Il y a une destinée sans doute, et souvent elle est bien cruelle ... Si je meurs, je meurs tout entier à vous, et si je vis ma vie est à vous

... Belle déclaration d'amour touchante de ce septuagénaire qu'est Voltaire . Philosophe , oui, mais homme sensible d'abord et toujours , ce qui en fait ce patriarche aimable que j'apprécie et continue à suivre , et faire suivre au jour le jour .

 

 

« A Marie-Louise Denis

A Ferney mardi 1er mars [1768] à 2 heures après midi 1

Il y a une destinée sans doute, et souvent elle est bien cruelle . Je suis venu trois fois à votre porte, vous avez frappé à la mienne . J'ai voulu promener ma douleur dans le jardin . Il était 10 heures, je mettais l'aiguille sur dix heures au globe solaire, j'attendais que vous fussiez éveillée . J'ai rencontré M. Mallet . Il m'a dit qu'il était affligé de votre départ . J’ai jugé qu'il sortait de votre appartement . J'ai cru que vous dîneriez au château comme vous l'aviez dit . Aucun domestique ne m'a averti de rien, ils croyaient tous que j’étais instruit . J'ai fait venir Christin et père Adam . Nous nous sommes entretenus jusqu'à midi . Enfin je retourne chez vous . Je demande où vous êtes . Wagnière me dit : « Eh quoi vous ne savez pas qu'elle est partie à 10 heures ! » Je me retourne plus mort que vif vers père Adam . Il me répond comme Wagnière : « J'ai cru que vous le saviez ! » Sur le champ, j'envoie chercher un cheval dans l'écurie . Il n'y avait personne . Ainsi dans la même maison avec vingt domestiques nous nous sommes cherchés sans nous voir . Je suis au désespoir, et cette obstination de mon malheur m'annonce un avenir bien sinistre . Je sais que le moment de la séparation aurait été affreux; mais il est plus affreux encore que vous soyez partie sans me voir , tandis que nous nous cherchions l'un l'autre . J'ai envoyé vite chez Mme Racle pour pleurer avec elle . Elle dîne avec Christin, Adam et son mari ; et moi je suis très loin de dîner . Je me dévore et je vous écris . J'espère que ma lettre et les paquets pour M. de Choiseul et pour Marmontel 2vous serons rendus vendredi matin par M. Tabareau . Je les tenais tout prêts . J'avais encore d'autres papiers à vous communiquer quand vous êtes partie .

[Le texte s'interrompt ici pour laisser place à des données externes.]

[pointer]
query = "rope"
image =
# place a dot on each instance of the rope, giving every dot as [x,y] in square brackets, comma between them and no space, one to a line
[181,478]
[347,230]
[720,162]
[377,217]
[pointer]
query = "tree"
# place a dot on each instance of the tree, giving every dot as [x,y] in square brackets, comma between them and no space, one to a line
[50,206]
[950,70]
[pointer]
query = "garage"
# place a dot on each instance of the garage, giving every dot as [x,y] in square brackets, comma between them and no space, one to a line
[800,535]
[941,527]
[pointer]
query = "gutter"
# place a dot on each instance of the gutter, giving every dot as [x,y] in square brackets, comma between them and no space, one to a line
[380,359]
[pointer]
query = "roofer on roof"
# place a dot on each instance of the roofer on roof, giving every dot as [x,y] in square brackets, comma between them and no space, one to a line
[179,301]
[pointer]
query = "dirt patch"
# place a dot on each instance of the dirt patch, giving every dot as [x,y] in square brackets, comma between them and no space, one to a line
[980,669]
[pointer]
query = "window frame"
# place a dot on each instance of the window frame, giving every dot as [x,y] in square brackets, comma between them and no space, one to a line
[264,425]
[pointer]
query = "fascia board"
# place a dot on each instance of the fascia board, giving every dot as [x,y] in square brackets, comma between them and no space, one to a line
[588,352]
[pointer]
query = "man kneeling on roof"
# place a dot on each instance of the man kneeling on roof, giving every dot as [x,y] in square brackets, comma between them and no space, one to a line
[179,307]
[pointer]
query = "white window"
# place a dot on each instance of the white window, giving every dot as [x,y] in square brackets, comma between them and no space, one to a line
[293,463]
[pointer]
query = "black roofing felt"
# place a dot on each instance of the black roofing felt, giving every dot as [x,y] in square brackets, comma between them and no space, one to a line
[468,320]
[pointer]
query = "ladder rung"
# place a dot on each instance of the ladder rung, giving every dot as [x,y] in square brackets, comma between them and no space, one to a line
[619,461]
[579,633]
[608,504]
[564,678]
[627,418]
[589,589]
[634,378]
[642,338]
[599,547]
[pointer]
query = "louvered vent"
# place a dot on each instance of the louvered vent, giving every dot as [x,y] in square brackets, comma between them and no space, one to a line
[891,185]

Voici bien une autre preuve des persécutions de ma destinée : la Harpe est cause de mon malheur . Qui m'aurait dit que La Harpe me ferait mourir à cent lieues de vous n'aurait pas été cru . Enfin tout est avéré . Damilaville est allé chez cet Antoine qui demeure rue Hautefeuille . Cet Antoine que La Harpe disait lui avoir donné copie de cette misère en question, cet Antoine qui ne lui avait donné qu'une copie infidèle sur laquelle il rectifia celles que lui La Harpe fit courir (parce qu'apparemment La Harpe en avait une copie fidèle ) . Remarquez bien tout cela : Antoine a répondu que La Harpe en avait menti ; et n'a pas ajouté à son nom des épithètes bien honorables . La Harpe ne s'est guère mieux conduit dans sa tracasserie avec Dorat 3 . Enfin voilà l'origine de mon malheur . Voilà ce qui ouvre à Ferney le tombeau que j'y ait fait bâtir . Je ne me plaindrai point de La Harpe ; je n'accuserai que cette destinée qui fait tout, et je pardonne entièrement à La Harpe .

Vous verrez MM. de Choiseul, de Richelieu, d'Argental . Vous adoucirez mes malheurs ; c'est encore là votre destinée . Vous réussirez à Paris dans vos affaires et dans les miennes , vous reverrez votre frère et votre neveu . Si je meurs, je meurs tout entier à vous, et si je vis ma vie est à vous . J'embrasse tendrement M. et Mme Dupuits . Je les aime, je les regrette, j'ai le cœur percé . »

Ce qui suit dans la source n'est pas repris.